Michael Bloomberg, a former Medford resident who now serves as the mayor of New York City, will speak at the year's commencement on May 20, according to a press release sent to the Daily by Director of Public Relations Kim Thurler.
Bloomberg, along with five other distinguished professionals, will also receive an honorary degree from Tufts.
"We are delighted to welcome Mayor Bloomberg back to Medford where he will be part of a very distinguished class of honorary degree recipients," University President Lawrence Bacow said in the press release.
Bloomberg, after graduating from Johns Hopkins University and earning his MBA from Harvard Business School, began a career on Wall Street. He worked at Salomon Brothers, an investment bank, and later started the company Bloomberg L.P., which first specialized in financial software and now is also involved in media and publishing.
He is also known for his philanthropy. In 2005 alone, he gave over $140 million to various charities, according to the Associated Press (AP).
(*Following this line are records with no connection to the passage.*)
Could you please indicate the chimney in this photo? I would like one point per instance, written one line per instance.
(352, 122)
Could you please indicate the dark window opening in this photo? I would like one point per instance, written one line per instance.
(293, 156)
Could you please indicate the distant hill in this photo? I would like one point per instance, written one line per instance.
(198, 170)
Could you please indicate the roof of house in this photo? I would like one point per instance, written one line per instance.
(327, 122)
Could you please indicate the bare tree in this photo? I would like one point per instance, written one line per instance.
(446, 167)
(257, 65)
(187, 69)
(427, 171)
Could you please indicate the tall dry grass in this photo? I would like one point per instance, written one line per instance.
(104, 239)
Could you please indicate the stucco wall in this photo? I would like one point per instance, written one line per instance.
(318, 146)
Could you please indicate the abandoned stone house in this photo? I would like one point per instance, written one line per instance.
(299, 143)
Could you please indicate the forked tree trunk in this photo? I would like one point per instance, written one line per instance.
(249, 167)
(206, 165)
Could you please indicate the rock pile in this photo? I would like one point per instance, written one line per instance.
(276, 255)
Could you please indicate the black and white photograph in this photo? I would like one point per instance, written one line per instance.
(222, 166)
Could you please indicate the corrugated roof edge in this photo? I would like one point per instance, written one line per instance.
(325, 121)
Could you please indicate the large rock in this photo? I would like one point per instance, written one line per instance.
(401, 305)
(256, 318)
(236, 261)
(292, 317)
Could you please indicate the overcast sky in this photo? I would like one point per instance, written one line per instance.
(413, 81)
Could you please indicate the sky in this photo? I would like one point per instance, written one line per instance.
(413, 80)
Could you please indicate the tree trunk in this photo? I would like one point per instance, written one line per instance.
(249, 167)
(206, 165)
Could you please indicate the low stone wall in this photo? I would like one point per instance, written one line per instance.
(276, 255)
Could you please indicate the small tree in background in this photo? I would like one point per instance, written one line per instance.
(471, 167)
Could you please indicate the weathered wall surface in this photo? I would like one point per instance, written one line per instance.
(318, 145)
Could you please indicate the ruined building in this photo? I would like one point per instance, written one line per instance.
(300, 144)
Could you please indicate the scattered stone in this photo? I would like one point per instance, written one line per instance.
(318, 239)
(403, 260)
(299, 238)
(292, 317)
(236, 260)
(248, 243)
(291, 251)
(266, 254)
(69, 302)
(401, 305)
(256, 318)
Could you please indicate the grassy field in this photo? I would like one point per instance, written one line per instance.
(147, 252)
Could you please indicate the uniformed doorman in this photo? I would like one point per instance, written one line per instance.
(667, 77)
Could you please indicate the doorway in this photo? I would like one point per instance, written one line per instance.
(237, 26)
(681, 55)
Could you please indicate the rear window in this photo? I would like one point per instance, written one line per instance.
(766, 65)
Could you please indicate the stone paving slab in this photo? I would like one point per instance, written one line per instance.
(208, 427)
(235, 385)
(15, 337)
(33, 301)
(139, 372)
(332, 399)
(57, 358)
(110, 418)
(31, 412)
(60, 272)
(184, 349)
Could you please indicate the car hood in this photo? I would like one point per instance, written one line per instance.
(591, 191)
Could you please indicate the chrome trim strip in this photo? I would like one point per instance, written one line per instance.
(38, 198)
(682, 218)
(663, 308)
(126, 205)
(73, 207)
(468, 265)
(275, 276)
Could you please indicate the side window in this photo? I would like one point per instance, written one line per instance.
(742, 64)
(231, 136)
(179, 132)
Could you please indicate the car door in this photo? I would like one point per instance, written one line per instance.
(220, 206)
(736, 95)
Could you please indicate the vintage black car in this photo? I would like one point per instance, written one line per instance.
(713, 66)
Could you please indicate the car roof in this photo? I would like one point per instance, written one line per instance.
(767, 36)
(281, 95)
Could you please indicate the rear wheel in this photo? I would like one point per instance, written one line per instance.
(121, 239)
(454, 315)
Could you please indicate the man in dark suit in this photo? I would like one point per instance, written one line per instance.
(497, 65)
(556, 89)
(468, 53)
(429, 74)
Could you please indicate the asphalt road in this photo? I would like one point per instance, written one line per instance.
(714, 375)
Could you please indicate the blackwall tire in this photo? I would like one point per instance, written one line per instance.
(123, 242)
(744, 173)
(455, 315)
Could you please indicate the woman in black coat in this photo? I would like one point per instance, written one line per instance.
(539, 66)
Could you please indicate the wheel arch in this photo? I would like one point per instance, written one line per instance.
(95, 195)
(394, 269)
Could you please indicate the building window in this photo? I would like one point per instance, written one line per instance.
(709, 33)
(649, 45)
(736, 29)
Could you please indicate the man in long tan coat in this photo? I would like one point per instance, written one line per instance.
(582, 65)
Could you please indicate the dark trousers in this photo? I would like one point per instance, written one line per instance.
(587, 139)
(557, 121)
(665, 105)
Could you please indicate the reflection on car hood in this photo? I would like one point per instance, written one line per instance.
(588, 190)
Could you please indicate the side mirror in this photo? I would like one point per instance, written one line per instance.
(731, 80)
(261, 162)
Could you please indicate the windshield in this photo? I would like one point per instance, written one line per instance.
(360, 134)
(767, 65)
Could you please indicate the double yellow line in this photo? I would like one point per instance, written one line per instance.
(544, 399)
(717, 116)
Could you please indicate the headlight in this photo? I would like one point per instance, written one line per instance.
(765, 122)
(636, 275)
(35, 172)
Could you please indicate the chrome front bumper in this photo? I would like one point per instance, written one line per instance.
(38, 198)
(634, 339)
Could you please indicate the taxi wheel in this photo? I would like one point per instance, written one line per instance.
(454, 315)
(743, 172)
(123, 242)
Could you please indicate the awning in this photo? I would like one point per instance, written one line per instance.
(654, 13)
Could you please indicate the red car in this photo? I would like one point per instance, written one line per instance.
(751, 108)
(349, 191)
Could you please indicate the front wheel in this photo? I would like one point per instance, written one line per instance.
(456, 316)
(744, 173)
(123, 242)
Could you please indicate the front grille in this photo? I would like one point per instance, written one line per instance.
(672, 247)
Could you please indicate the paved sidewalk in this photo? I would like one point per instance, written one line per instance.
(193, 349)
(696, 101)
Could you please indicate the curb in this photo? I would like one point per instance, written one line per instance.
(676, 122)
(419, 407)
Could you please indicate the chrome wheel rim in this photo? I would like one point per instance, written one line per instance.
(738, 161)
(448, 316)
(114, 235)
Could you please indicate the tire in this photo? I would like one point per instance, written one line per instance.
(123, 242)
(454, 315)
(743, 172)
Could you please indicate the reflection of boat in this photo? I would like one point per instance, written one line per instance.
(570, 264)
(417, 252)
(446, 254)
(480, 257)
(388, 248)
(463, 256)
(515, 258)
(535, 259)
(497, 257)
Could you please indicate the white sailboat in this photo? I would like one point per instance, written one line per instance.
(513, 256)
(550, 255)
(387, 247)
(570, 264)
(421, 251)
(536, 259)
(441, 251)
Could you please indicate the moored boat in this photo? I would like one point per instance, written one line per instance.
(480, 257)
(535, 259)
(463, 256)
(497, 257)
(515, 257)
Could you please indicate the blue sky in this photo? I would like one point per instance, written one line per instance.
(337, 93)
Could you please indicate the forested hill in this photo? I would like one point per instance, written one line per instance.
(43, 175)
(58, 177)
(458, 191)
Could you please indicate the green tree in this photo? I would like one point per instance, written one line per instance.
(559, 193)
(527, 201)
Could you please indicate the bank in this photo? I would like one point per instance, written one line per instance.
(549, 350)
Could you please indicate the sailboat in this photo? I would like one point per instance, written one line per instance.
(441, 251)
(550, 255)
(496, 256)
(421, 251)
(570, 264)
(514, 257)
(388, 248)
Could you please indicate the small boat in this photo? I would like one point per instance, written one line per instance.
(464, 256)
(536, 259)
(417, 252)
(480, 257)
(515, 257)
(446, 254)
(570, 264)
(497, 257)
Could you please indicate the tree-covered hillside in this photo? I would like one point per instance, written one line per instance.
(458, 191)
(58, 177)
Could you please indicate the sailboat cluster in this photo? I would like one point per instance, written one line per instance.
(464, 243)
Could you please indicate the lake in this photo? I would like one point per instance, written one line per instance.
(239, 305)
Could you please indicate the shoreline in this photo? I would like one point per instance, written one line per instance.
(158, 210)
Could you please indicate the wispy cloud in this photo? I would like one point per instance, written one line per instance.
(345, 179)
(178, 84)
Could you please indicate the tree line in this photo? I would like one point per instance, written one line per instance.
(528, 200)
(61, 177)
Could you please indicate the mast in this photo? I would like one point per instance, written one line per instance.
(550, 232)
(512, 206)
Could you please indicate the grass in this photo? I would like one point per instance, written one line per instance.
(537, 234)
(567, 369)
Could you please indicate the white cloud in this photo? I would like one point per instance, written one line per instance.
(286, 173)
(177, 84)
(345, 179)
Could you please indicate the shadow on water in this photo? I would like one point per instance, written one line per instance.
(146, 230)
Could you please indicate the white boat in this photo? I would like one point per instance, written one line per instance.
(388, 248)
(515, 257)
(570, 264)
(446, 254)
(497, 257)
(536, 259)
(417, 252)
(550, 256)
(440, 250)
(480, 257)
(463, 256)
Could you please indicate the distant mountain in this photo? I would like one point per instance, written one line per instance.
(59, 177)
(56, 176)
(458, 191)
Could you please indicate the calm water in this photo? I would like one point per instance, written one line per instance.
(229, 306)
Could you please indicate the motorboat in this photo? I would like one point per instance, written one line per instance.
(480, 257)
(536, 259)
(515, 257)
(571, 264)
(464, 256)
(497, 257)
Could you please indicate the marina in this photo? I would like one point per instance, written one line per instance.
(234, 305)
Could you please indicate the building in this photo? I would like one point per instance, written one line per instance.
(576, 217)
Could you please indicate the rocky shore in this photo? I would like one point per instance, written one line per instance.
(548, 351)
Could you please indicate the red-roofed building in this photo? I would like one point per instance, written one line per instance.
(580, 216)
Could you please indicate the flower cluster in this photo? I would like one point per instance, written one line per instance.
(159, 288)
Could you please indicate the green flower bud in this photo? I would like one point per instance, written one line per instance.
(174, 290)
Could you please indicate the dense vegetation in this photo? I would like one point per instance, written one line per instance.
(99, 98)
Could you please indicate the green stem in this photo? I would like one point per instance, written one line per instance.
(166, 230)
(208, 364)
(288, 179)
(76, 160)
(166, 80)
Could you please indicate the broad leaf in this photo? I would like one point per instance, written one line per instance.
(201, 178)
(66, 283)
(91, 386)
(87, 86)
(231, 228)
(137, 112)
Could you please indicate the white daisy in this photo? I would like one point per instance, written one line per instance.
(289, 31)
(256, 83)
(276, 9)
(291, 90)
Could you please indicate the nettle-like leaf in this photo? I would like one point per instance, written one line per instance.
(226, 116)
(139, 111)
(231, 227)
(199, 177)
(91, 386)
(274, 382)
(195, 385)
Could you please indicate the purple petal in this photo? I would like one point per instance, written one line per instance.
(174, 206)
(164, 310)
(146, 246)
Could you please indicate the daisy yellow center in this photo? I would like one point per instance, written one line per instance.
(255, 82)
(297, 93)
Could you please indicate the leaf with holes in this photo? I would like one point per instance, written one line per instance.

In 2001 he became the mayor of New York and in 2005 he was reelected.
Other honorary degree recipients will be Dr. Thomas Jefferson (T.J.) Anderson, a well-known composer and former chair of the Tufts music department; Lord Alec Broers, an expert in nanotechnology, a Member of the House of Lords in England and the chairman of its Science and Technology Select Committee, a former president of England's Royal Academy of Engineering and a former vice chancellor of the University of Cambridge; Captain Frederick H. Hauk, a Tufts alum and an astronaut; Denise Jefferson, a contemporary dance specialist and the director of the Alvin Ailey American Dance Center in New York; and Thomas Schelling, who was one of the winners of the Nobel Prize in Economics in 2005.
"Each has made substantial contributions to society, and we look forward to honoring their achievements as we celebrate with our graduates," Bacow said.